On Tuesday, Heidi attacked Sasha, and both my husband and Sasha needed stitches. Both were on each side of my husband while he was on the floor looking in the cabinet (something he shouldn't have done or allowed to happen I think), and suddenly Heidi just went for Sasha's neck. There was blood everywhere from both my husband and Sasha. It was one of the scariest things I've witnessed, and I never want to see it happen again.
I've spoken with a behaviorist who was recommended by a friend, and he believes that once she is spayed, her jealously and aggression will diminish if not go away all together. I hope he is correct. She is completely fine with my husband and my children, no aggression whatsoever during play or food. We keep them separate when we play because any excitement seems to also cause Heidi to go after Sasha. It's a definite juggling act.
While I was out today, apparently Sasha hopped over the couch to get to my husband and Heidi lunged for her who was sitting nearby (I've told my husband to not let Heidi guard him, as she will try to do to both of us). Luckily no serious damage was done this time, except that Sasha went and hid under my daughter's bed upstairs and is even more skittish. They had been tolerating and ignoring each other the past few days until the incident tonight. My 10 year old son is extremely upset and doesn't want to keep Heidi. He is very attacked to Sasha and this is hard for him to watch.
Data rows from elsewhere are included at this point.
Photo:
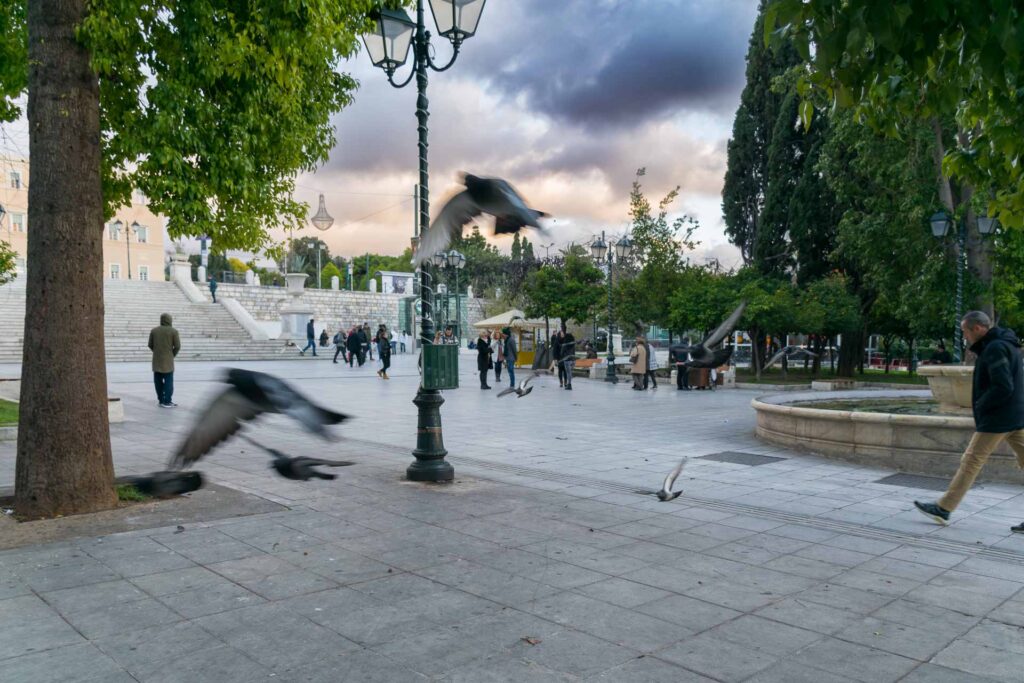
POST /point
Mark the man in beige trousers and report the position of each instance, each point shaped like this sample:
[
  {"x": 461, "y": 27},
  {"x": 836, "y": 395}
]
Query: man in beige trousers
[{"x": 997, "y": 401}]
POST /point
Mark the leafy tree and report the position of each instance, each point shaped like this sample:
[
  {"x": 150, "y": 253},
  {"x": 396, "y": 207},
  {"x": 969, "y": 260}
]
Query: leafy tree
[
  {"x": 747, "y": 172},
  {"x": 211, "y": 112},
  {"x": 8, "y": 263},
  {"x": 927, "y": 61}
]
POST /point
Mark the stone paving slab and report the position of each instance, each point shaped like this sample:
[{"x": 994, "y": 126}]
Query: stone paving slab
[{"x": 540, "y": 563}]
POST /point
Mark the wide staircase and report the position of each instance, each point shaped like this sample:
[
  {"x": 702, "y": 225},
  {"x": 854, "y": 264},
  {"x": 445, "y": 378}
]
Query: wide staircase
[{"x": 132, "y": 308}]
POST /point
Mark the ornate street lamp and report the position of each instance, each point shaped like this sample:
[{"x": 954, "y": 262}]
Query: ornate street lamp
[
  {"x": 322, "y": 221},
  {"x": 600, "y": 251},
  {"x": 388, "y": 46}
]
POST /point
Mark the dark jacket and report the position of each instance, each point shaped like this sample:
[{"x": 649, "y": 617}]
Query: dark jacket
[
  {"x": 165, "y": 344},
  {"x": 482, "y": 354},
  {"x": 998, "y": 383}
]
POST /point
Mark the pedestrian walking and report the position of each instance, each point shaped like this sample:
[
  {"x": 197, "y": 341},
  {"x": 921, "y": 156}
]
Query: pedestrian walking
[
  {"x": 383, "y": 341},
  {"x": 511, "y": 354},
  {"x": 997, "y": 402},
  {"x": 679, "y": 355},
  {"x": 165, "y": 344},
  {"x": 651, "y": 366},
  {"x": 556, "y": 353},
  {"x": 310, "y": 339},
  {"x": 339, "y": 343},
  {"x": 483, "y": 357},
  {"x": 566, "y": 357},
  {"x": 498, "y": 346},
  {"x": 638, "y": 364}
]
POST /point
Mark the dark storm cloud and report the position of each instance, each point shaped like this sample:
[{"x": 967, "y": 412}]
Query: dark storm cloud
[{"x": 614, "y": 62}]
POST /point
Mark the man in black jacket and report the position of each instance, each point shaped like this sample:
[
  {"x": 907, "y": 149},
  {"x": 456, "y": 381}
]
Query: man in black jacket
[{"x": 997, "y": 401}]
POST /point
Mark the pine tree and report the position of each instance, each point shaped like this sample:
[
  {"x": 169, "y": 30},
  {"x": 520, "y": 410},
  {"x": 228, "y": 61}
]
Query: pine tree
[{"x": 747, "y": 175}]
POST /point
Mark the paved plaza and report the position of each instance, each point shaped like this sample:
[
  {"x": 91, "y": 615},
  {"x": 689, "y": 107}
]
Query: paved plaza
[{"x": 542, "y": 562}]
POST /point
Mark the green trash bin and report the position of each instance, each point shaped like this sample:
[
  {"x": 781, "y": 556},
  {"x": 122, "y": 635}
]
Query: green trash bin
[{"x": 440, "y": 367}]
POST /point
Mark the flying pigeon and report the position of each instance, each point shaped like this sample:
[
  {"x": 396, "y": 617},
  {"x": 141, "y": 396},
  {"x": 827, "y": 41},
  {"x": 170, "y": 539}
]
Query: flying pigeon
[
  {"x": 666, "y": 494},
  {"x": 160, "y": 484},
  {"x": 249, "y": 395},
  {"x": 491, "y": 196},
  {"x": 796, "y": 352},
  {"x": 701, "y": 354}
]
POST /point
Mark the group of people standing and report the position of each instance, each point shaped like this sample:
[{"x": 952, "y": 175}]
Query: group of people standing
[{"x": 495, "y": 351}]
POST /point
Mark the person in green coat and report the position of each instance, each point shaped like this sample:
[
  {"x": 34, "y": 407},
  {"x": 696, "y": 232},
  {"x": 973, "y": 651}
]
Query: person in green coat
[{"x": 165, "y": 344}]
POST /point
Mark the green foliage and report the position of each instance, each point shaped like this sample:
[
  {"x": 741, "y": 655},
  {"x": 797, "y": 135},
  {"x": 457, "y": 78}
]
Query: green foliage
[
  {"x": 8, "y": 262},
  {"x": 210, "y": 108},
  {"x": 910, "y": 60},
  {"x": 570, "y": 291}
]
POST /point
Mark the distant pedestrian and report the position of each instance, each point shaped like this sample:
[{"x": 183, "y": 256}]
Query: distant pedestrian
[
  {"x": 997, "y": 401},
  {"x": 651, "y": 366},
  {"x": 556, "y": 354},
  {"x": 498, "y": 346},
  {"x": 566, "y": 357},
  {"x": 511, "y": 353},
  {"x": 638, "y": 360},
  {"x": 310, "y": 339},
  {"x": 165, "y": 344},
  {"x": 483, "y": 357},
  {"x": 339, "y": 344},
  {"x": 383, "y": 341}
]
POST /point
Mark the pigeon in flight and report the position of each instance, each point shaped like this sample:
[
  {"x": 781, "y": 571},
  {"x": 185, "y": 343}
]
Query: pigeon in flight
[
  {"x": 249, "y": 395},
  {"x": 701, "y": 354},
  {"x": 794, "y": 352},
  {"x": 666, "y": 494},
  {"x": 482, "y": 196},
  {"x": 161, "y": 484}
]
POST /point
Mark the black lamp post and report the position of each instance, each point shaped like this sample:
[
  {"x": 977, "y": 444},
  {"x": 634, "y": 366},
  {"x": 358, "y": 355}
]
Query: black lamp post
[
  {"x": 388, "y": 47},
  {"x": 601, "y": 252}
]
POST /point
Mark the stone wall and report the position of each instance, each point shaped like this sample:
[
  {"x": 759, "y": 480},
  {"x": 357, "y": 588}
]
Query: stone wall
[{"x": 330, "y": 306}]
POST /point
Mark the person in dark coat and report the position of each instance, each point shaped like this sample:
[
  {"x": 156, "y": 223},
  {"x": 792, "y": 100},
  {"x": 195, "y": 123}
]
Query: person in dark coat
[
  {"x": 310, "y": 339},
  {"x": 483, "y": 361},
  {"x": 556, "y": 353},
  {"x": 165, "y": 344},
  {"x": 566, "y": 355},
  {"x": 997, "y": 402}
]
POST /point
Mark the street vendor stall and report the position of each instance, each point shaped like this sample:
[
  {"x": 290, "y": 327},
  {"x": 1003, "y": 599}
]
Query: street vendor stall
[{"x": 527, "y": 333}]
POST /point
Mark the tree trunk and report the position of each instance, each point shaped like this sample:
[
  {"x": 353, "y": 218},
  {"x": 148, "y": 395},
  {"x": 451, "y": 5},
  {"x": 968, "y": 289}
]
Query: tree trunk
[{"x": 64, "y": 445}]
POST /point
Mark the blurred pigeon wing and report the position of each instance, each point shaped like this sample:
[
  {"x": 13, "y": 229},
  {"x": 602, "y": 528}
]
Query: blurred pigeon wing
[
  {"x": 457, "y": 212},
  {"x": 724, "y": 330},
  {"x": 670, "y": 480},
  {"x": 220, "y": 420}
]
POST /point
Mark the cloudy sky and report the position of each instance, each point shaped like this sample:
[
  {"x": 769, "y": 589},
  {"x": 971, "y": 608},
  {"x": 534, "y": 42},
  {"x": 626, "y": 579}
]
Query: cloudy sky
[{"x": 566, "y": 100}]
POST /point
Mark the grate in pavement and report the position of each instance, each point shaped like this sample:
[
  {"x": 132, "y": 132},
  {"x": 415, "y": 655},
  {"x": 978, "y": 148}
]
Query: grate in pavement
[
  {"x": 914, "y": 481},
  {"x": 737, "y": 458}
]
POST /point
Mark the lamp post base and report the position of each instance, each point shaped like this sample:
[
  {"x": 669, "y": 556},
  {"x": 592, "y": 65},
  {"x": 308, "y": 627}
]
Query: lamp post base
[{"x": 430, "y": 464}]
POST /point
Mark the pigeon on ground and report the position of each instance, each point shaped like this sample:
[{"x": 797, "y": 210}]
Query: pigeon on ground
[
  {"x": 161, "y": 484},
  {"x": 666, "y": 494},
  {"x": 491, "y": 196},
  {"x": 794, "y": 353},
  {"x": 701, "y": 354},
  {"x": 249, "y": 395}
]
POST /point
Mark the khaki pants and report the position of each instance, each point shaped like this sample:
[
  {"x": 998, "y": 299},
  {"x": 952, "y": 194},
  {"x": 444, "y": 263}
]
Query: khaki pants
[{"x": 981, "y": 446}]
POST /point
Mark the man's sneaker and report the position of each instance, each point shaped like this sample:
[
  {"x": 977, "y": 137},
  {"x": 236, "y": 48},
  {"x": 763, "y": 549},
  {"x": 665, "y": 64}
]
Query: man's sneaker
[{"x": 933, "y": 511}]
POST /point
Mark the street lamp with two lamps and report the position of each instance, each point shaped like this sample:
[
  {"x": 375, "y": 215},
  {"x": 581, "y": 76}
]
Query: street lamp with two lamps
[
  {"x": 388, "y": 44},
  {"x": 602, "y": 250}
]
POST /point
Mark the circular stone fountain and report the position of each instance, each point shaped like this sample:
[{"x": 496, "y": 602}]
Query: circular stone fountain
[{"x": 901, "y": 429}]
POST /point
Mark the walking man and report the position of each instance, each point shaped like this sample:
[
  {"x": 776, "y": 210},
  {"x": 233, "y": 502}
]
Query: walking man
[
  {"x": 165, "y": 344},
  {"x": 310, "y": 339},
  {"x": 997, "y": 401}
]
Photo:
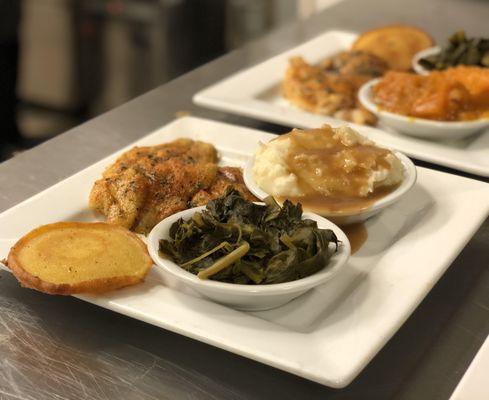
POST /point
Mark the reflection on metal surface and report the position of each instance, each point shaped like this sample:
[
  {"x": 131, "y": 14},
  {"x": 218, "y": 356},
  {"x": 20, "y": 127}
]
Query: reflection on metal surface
[{"x": 41, "y": 360}]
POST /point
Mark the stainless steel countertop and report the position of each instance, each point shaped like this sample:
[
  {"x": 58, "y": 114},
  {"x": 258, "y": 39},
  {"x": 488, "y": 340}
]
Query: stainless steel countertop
[{"x": 62, "y": 348}]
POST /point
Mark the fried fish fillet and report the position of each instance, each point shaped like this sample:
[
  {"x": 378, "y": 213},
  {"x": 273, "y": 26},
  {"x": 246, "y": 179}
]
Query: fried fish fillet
[
  {"x": 147, "y": 184},
  {"x": 329, "y": 88},
  {"x": 227, "y": 178}
]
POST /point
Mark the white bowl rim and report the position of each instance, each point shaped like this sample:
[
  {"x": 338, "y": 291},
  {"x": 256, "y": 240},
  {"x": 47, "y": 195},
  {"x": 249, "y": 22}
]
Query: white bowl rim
[
  {"x": 410, "y": 176},
  {"x": 365, "y": 97},
  {"x": 336, "y": 262},
  {"x": 417, "y": 67}
]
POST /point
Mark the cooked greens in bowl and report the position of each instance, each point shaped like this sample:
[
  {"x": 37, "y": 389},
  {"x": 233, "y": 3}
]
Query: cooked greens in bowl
[
  {"x": 264, "y": 255},
  {"x": 237, "y": 241}
]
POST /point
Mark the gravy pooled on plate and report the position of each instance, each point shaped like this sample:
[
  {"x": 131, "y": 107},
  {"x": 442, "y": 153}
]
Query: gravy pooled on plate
[{"x": 328, "y": 170}]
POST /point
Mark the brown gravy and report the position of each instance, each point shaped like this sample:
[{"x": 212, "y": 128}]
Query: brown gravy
[
  {"x": 318, "y": 159},
  {"x": 357, "y": 234}
]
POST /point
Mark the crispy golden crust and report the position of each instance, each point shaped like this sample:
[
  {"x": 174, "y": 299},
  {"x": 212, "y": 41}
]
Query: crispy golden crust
[
  {"x": 147, "y": 184},
  {"x": 395, "y": 44},
  {"x": 28, "y": 280}
]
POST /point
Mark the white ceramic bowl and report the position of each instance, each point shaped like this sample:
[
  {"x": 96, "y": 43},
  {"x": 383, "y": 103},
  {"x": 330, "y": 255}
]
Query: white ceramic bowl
[
  {"x": 247, "y": 297},
  {"x": 419, "y": 127},
  {"x": 345, "y": 218},
  {"x": 418, "y": 68}
]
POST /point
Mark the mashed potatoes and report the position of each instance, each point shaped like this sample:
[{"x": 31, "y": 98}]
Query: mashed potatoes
[{"x": 332, "y": 163}]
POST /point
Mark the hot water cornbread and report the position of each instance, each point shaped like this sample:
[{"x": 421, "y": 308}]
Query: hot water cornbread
[{"x": 74, "y": 257}]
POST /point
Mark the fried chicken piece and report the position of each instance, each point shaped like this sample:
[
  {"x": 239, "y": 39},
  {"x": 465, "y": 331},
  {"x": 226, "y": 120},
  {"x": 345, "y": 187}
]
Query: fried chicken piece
[
  {"x": 147, "y": 184},
  {"x": 227, "y": 177}
]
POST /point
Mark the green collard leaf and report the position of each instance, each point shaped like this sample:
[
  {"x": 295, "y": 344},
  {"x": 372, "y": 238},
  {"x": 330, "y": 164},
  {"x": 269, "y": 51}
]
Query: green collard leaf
[{"x": 234, "y": 240}]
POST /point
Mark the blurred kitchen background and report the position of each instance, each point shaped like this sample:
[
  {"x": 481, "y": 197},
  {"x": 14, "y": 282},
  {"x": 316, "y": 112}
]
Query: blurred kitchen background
[{"x": 65, "y": 61}]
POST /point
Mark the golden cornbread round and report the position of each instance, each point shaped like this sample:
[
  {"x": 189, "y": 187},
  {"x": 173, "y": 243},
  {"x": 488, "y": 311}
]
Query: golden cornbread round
[
  {"x": 75, "y": 257},
  {"x": 395, "y": 44}
]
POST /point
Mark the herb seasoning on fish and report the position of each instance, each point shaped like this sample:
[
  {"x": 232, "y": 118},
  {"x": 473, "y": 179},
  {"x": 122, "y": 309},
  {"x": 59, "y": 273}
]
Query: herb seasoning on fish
[{"x": 237, "y": 241}]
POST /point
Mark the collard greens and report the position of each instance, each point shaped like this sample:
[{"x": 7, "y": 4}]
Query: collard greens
[{"x": 237, "y": 241}]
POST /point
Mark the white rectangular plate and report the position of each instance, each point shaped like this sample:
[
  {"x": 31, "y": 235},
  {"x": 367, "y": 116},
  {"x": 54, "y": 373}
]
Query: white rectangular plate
[
  {"x": 474, "y": 384},
  {"x": 327, "y": 335},
  {"x": 255, "y": 92}
]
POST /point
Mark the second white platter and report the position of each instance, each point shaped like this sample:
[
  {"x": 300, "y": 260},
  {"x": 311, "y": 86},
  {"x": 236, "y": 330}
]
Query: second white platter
[{"x": 256, "y": 92}]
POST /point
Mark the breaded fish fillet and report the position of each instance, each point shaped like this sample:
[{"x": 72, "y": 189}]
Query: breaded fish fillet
[{"x": 147, "y": 184}]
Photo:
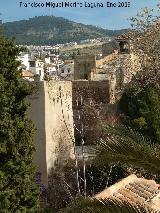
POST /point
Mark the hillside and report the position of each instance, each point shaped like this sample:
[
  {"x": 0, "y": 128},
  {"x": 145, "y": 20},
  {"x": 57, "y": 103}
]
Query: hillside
[{"x": 53, "y": 30}]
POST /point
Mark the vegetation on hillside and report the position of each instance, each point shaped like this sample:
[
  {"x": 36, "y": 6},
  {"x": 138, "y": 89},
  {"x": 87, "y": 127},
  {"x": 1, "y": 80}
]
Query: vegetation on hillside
[
  {"x": 50, "y": 30},
  {"x": 18, "y": 190}
]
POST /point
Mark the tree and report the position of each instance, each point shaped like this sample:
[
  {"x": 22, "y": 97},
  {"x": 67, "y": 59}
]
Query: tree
[
  {"x": 142, "y": 111},
  {"x": 145, "y": 37},
  {"x": 18, "y": 190},
  {"x": 88, "y": 205},
  {"x": 130, "y": 148}
]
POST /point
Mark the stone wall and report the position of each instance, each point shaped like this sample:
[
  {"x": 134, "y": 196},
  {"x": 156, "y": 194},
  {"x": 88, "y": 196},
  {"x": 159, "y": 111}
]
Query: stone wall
[
  {"x": 89, "y": 106},
  {"x": 51, "y": 112}
]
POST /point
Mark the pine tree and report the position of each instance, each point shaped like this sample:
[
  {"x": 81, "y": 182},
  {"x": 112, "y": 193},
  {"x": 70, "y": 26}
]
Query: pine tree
[{"x": 18, "y": 191}]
We are obviously wanting to have her spayed but cannot until we know for sure when she is out of heat. I'm wondering though, is the behaviorist right, that her aggression towards Sasha will decrease? When we have had them together in the house, we are watching them and quickly try to redirect or correct any time either get excited or if Heidi looks like she was going to bite Sasha (I was able to correct Heidi when she tried to go after Sasha as I was putting Heidi's walking collar on and Sasha got excited because she thought she was going too (she couldn't because her collar would rub on her stitches so she couldn't go)).
Unfortunately I don't know much about her background. We adopted her through a friend of a friend, and we were told she was friendly with all dogs, kids, cats, etc. That seems to be true except for the fighting between her and Sasha. I'm also worried about Sasha and how this is affecting her.
If there is any advice you can give us, I would greatly appreciate it. I'm so stressed over this. I've been on so many websites and some say the spaying will help, others say it won't. She appears to be somewhat trained, she knows a few commands, and will listen if we say no. But once she starts going after Heidi, there has just been no stopping her.
This will be our second german shepherd, our first one died at 11.5 years. We love this breed and feel she can be a great companion for our family. Some of our friends and family think we should just give her up or put her down. We don't want to do either. But I won't lie that this isn't stressing me right now. We are going to keep them separate as much as possible with switching them in crates, etc. Is there anything else we should be doing? Or do we need to keep doing this until Heidi gets the okay to be spayed? Would having a muzzle on her while she is around Sasha help?? I've never used one or had to.
If you got to the end of this, I appreciate it.